You should read how the first circuit works to see why a re-arrangment will not work.
The LEDs in the first circuit produce a chasing pattern similar the running LEDs display in video shops.
In fact the effect is called: "Running Hole." All transistors will try to come on at the same time when the power is applied, but some will be faster due to their internal characteristics and some will get a different turn-on current due to the exact value of the 22u electrolytics. The last 22u will delay the voltage-rise to the base of the first transistor and make the circuit start reliably.
The 22u's between each of the transistors have a secondary purpose. They keep the next transistor OFF when the previous is ON. They do this by providing a negative voltage on the base.
This feature is not possible in the second circuit you used. That is why it will not work.
What FET's are you using?
If you are using 2N7000 the 1M resistors will need to be 47k and the 2u2 can be 10u or 22u
Have you done this:
The circuit relies on discharging the 2u2 via the 1M resistor and the voltage characteristic of the FET gate.

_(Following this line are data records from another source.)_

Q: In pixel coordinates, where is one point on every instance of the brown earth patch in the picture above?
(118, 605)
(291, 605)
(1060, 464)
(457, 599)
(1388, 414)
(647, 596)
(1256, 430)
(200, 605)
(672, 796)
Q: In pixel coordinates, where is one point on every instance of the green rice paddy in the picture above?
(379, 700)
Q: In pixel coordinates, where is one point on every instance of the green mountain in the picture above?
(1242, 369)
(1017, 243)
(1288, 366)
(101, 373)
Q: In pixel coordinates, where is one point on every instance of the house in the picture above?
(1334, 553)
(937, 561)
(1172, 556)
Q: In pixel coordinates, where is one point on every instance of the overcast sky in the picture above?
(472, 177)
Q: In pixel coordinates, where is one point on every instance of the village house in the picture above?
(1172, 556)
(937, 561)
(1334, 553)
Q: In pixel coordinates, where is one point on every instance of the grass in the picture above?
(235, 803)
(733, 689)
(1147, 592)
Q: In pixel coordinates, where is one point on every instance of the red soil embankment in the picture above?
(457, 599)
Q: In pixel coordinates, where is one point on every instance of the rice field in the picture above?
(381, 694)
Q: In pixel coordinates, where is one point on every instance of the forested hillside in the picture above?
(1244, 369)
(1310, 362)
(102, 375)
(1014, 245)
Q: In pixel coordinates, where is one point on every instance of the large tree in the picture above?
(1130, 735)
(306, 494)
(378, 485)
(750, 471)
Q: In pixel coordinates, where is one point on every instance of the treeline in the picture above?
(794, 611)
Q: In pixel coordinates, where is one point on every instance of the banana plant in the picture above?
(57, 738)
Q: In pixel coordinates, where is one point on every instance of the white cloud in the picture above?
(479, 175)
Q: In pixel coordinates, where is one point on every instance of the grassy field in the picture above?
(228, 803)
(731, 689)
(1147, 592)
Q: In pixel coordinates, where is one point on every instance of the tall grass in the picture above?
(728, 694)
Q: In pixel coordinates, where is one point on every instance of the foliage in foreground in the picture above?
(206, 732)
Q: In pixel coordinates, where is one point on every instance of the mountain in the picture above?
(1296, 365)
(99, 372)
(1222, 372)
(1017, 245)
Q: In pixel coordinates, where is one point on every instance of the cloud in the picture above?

You will have to see how long it takes to charge the 2u2 by taking the 1M to positive (via a LED) then take it directly to 0v to see how long it takes to turn the LED off. Do this as a separate, individual, section. Reduce the 1M to 47k if the circuit does not work.
You should put a resistor in parallel with the LEDs. I suggest 10 kΩ or so.
At really low currents, the voltage across an LED will be nearly its forward voltage (Vf). So an LED rated at 2 V might be 1.6 V at less than 1 μA. Just for fun, at no current an LED with a Vf or 2 V will have a voltage across it of around 1.6 V in bright light.
If you are running at 5 V, and loosing 1.6 V across your LEDs, you do not have the 4 V needed to turn on the IRF630B.
The 10 kΩ resistor will only have 10 mV across it at 1 μA, and it will absorb any current generated by the LED in bright light. That means you will get the full 5 V to turn on the IRF630B. When the LED is powered up, there will only be about 0.2 mA though the 10 kΩ resistor, so you won't loose much power.